The amazing history of Adams is one that is unlike almost any other American. He was by far the greatest, the smartest, and perhaps the best tutored President, Congressman, Ambassador, Secretary of State, Peace commissioner...
His teachers were Benj. Franklin, Thomas Jefferson, and his father John Adams.. He knew all the heads of state throughout Europe. He was already his fathers personal secretary at the tender age of 10.
He was in France in the age of Voltaire ...And was given tours through France by Benj. Franklin....He spoke and read 7 languages fluently...He was a dear friend to Lafayette...And no one on earth at the time was better suited to speak on the merits of that great Frenchman, than the one of America's greatest..John Quincy Adams
Lafayette was a great French soldier who served under George Washington, A friend of John Adams, Thomas Jefferson and so many others. He returned to the United States for the last time in 1824. He visited an aged Thomas Jefferson, visited Washington's grave, spoke before Congress, was awarded the title of Honorary American.
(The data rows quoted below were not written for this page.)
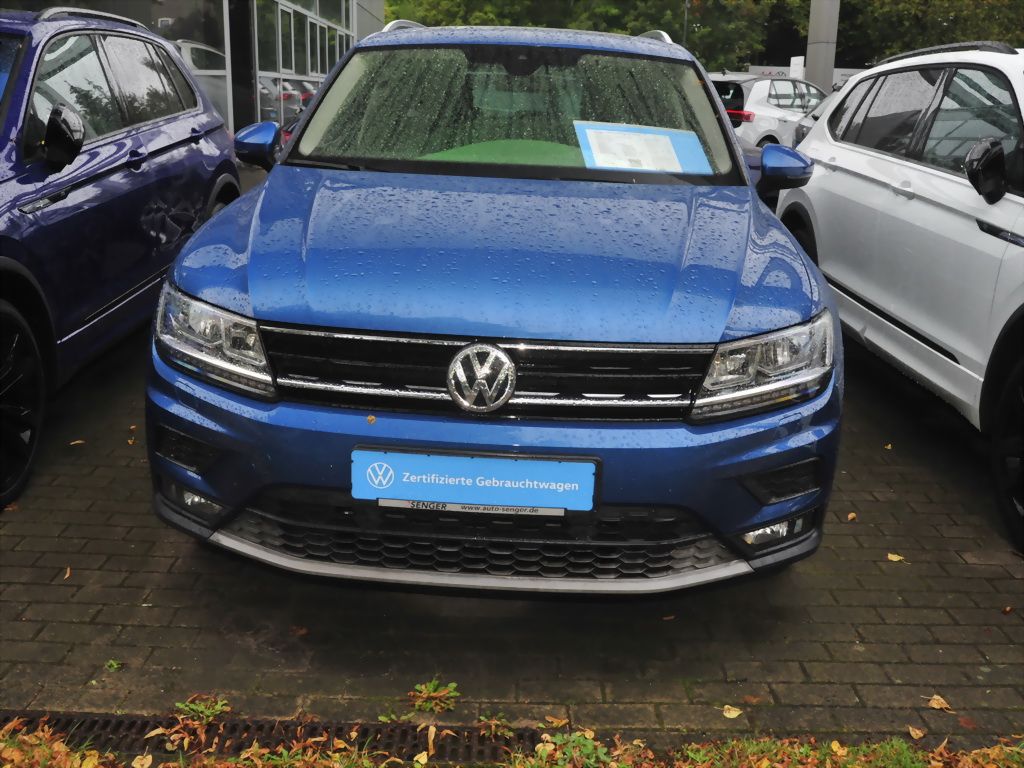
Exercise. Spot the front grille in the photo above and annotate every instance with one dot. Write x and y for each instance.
(553, 379)
(609, 543)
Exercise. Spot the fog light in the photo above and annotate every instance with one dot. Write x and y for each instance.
(776, 530)
(767, 534)
(188, 501)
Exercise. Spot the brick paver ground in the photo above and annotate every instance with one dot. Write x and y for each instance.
(844, 642)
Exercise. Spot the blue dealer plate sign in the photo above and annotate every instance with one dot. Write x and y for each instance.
(473, 483)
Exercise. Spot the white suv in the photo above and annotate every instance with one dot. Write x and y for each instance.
(915, 216)
(766, 110)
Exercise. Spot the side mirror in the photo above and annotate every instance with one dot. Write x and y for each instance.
(782, 168)
(64, 136)
(986, 169)
(259, 143)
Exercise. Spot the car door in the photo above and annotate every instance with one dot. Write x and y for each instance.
(855, 184)
(83, 221)
(940, 245)
(169, 130)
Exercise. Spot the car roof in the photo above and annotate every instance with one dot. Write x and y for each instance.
(27, 22)
(734, 77)
(994, 58)
(645, 46)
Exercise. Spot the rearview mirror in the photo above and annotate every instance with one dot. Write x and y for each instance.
(64, 136)
(259, 143)
(782, 168)
(986, 169)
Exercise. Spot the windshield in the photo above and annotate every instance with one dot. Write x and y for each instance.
(520, 111)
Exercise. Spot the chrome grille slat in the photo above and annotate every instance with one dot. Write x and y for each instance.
(554, 379)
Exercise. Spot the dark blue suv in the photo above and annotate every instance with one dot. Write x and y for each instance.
(111, 158)
(508, 312)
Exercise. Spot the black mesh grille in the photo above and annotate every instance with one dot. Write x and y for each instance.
(610, 543)
(184, 451)
(554, 379)
(785, 482)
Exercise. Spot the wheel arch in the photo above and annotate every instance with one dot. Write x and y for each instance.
(19, 288)
(1006, 352)
(225, 186)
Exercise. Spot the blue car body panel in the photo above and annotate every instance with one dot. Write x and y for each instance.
(96, 237)
(519, 258)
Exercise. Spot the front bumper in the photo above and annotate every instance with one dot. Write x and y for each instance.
(672, 498)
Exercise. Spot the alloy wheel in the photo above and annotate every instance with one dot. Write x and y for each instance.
(23, 394)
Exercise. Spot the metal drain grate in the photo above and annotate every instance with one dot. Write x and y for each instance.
(126, 734)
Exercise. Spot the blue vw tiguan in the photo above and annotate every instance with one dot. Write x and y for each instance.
(508, 312)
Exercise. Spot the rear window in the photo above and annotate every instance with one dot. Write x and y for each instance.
(508, 108)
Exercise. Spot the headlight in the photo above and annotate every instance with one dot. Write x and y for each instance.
(766, 372)
(212, 343)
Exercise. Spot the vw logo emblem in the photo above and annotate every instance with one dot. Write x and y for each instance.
(481, 378)
(380, 475)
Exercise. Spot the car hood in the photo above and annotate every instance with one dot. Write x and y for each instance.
(512, 258)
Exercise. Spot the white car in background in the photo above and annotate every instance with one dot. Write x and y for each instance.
(763, 109)
(915, 216)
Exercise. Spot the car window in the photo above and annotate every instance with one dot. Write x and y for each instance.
(839, 121)
(9, 45)
(783, 95)
(813, 96)
(144, 83)
(730, 93)
(901, 97)
(519, 105)
(70, 72)
(978, 104)
(185, 90)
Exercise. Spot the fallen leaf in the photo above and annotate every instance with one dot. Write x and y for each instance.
(938, 702)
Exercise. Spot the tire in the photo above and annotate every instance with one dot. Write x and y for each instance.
(23, 401)
(1008, 446)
He finally traveled to Quincy to see the great sage John Adams. He spent quite a bit of time in the area with John Adams and John Quincy Adams. He was helped around by Joshua Quincy, who was the son of the Mayor of Boston, Mass, he would live into the 1880's and write much on this period of time.
When spending time with John Adams the old patriots talked for a long time. After it was all over John Adams said "Lafayette is not like the Lafayette I used to know"...When Lafayette left the old house at Quincy he remarked that "John Adams is not like the John Adams I used to know"...They were not the same Adams was almost 89 years of age and Lafayette was near 70....
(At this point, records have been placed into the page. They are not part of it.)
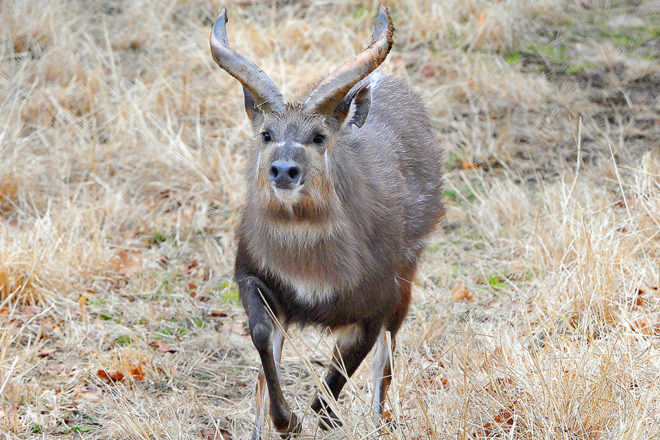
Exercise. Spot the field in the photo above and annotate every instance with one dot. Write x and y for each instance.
(536, 309)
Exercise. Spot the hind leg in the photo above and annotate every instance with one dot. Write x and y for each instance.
(351, 349)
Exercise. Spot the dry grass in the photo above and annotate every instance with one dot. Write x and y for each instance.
(536, 311)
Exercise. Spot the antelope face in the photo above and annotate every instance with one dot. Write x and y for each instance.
(293, 156)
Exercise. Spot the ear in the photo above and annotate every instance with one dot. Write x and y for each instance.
(253, 111)
(354, 108)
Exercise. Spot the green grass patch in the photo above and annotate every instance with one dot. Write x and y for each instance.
(122, 340)
(172, 331)
(228, 292)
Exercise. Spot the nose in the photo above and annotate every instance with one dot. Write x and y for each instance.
(285, 174)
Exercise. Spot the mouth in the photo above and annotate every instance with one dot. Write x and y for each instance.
(289, 194)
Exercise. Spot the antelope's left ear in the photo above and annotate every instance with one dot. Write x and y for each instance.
(354, 108)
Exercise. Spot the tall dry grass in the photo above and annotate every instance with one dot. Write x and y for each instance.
(536, 310)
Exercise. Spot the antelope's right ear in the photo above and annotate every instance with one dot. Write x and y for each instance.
(354, 108)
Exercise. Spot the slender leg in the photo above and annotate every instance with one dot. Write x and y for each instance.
(350, 351)
(262, 392)
(262, 331)
(381, 374)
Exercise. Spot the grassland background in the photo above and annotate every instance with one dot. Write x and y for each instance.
(536, 309)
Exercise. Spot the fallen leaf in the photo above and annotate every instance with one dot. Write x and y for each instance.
(460, 293)
(46, 352)
(137, 372)
(163, 347)
(127, 263)
(429, 69)
(481, 19)
(110, 376)
(222, 313)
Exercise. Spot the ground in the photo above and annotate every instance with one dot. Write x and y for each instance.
(536, 308)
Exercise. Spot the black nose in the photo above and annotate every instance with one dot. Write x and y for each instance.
(284, 174)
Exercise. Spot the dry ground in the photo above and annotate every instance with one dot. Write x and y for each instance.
(536, 310)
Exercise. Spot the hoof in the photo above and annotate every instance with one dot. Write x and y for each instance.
(293, 429)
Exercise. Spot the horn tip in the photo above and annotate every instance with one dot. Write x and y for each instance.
(383, 25)
(219, 31)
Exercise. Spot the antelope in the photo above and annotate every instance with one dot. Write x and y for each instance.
(343, 188)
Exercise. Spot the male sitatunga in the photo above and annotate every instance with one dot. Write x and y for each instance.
(343, 186)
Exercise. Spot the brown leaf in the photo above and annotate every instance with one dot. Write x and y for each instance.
(137, 372)
(481, 19)
(218, 313)
(127, 263)
(163, 347)
(429, 69)
(46, 352)
(110, 376)
(460, 293)
(468, 165)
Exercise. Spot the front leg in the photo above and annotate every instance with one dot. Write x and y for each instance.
(353, 345)
(263, 333)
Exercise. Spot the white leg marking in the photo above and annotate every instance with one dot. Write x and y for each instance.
(278, 342)
(380, 361)
(277, 338)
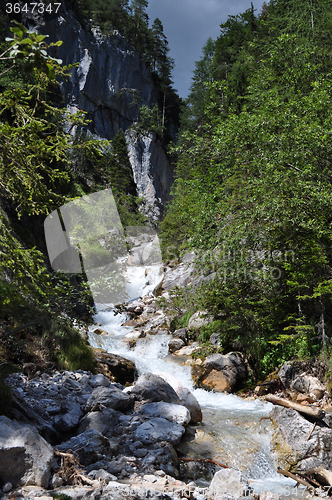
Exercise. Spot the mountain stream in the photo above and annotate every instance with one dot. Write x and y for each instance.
(235, 429)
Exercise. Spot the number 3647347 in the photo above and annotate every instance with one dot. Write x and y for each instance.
(34, 7)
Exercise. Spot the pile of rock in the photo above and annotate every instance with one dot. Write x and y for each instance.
(112, 432)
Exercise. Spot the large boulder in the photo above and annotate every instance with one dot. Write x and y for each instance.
(228, 482)
(307, 384)
(199, 319)
(103, 421)
(175, 345)
(220, 372)
(181, 333)
(89, 447)
(109, 397)
(174, 413)
(115, 367)
(25, 457)
(291, 444)
(153, 388)
(186, 397)
(156, 430)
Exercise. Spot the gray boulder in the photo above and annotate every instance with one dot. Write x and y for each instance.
(199, 319)
(68, 421)
(287, 374)
(155, 430)
(174, 413)
(180, 275)
(291, 444)
(103, 421)
(25, 457)
(215, 340)
(181, 333)
(89, 447)
(109, 397)
(220, 372)
(153, 388)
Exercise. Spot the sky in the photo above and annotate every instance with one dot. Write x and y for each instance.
(187, 25)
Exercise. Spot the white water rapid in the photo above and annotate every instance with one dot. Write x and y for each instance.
(232, 427)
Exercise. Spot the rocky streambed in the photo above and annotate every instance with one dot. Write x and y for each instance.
(141, 427)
He laid the corner stone for the Bunker Hill monument in 1824...John Adams, too ill to make the journey could hear the cannons from Bunker Hill as his son John Quincy had near 50 years earlier as he stood with his mother and watched the battle.
When it was all over Lafayette requested that a large case of American earth be sent to him. So his grave would be filled with American soil. He was paid by Congress for his services in the American Revolution to the amount of $200.000.
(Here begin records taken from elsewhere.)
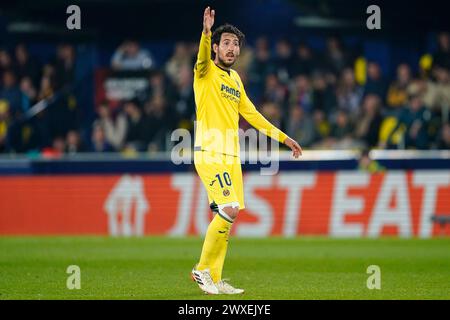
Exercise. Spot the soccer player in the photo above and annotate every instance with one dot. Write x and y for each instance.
(220, 98)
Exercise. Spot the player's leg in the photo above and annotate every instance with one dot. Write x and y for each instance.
(216, 240)
(238, 189)
(216, 179)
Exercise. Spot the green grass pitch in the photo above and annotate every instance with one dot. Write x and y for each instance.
(272, 268)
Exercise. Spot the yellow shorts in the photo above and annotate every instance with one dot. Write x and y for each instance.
(221, 175)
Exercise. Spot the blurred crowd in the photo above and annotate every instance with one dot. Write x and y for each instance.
(329, 99)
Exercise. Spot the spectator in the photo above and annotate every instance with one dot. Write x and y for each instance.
(47, 88)
(5, 60)
(137, 128)
(322, 129)
(284, 60)
(11, 93)
(159, 123)
(375, 83)
(161, 86)
(342, 127)
(441, 58)
(181, 58)
(242, 65)
(26, 66)
(185, 102)
(130, 56)
(335, 58)
(274, 91)
(98, 139)
(304, 62)
(302, 93)
(323, 97)
(65, 65)
(348, 93)
(300, 126)
(114, 126)
(397, 95)
(369, 121)
(74, 144)
(441, 90)
(444, 137)
(4, 124)
(29, 92)
(414, 118)
(261, 66)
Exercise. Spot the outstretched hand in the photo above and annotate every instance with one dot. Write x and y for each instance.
(208, 20)
(295, 147)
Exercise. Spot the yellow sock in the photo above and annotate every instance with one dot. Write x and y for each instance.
(215, 247)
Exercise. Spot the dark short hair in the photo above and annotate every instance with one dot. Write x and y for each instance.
(226, 28)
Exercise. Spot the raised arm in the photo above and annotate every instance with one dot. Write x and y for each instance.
(257, 120)
(204, 51)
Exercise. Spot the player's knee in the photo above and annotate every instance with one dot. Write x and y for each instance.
(232, 212)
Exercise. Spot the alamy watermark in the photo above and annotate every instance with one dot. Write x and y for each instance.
(74, 20)
(374, 20)
(374, 280)
(255, 147)
(74, 278)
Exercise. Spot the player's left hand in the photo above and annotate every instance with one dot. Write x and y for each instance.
(295, 147)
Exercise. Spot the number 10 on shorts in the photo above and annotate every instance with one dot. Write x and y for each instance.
(226, 178)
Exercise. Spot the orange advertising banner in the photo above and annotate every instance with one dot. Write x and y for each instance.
(337, 204)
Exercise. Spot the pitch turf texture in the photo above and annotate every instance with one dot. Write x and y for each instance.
(273, 268)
When he died in 1834, his friend John Quincy Adams spoke before Congress. The address was delivered before both houses of Congress on December 31, 1834.
The man who spoke had watched the battle of Bunker Hill as a boy in 1775. Now he spoke as the last of the great revolutionaries was remembered.
I always remember the great line said by General Pershing's aide, Charles E. Stanton. Who said during World War One as he walked on shore from the first troopship in 1917 to help France..
"Lafayette we are here"....Better words have never been said.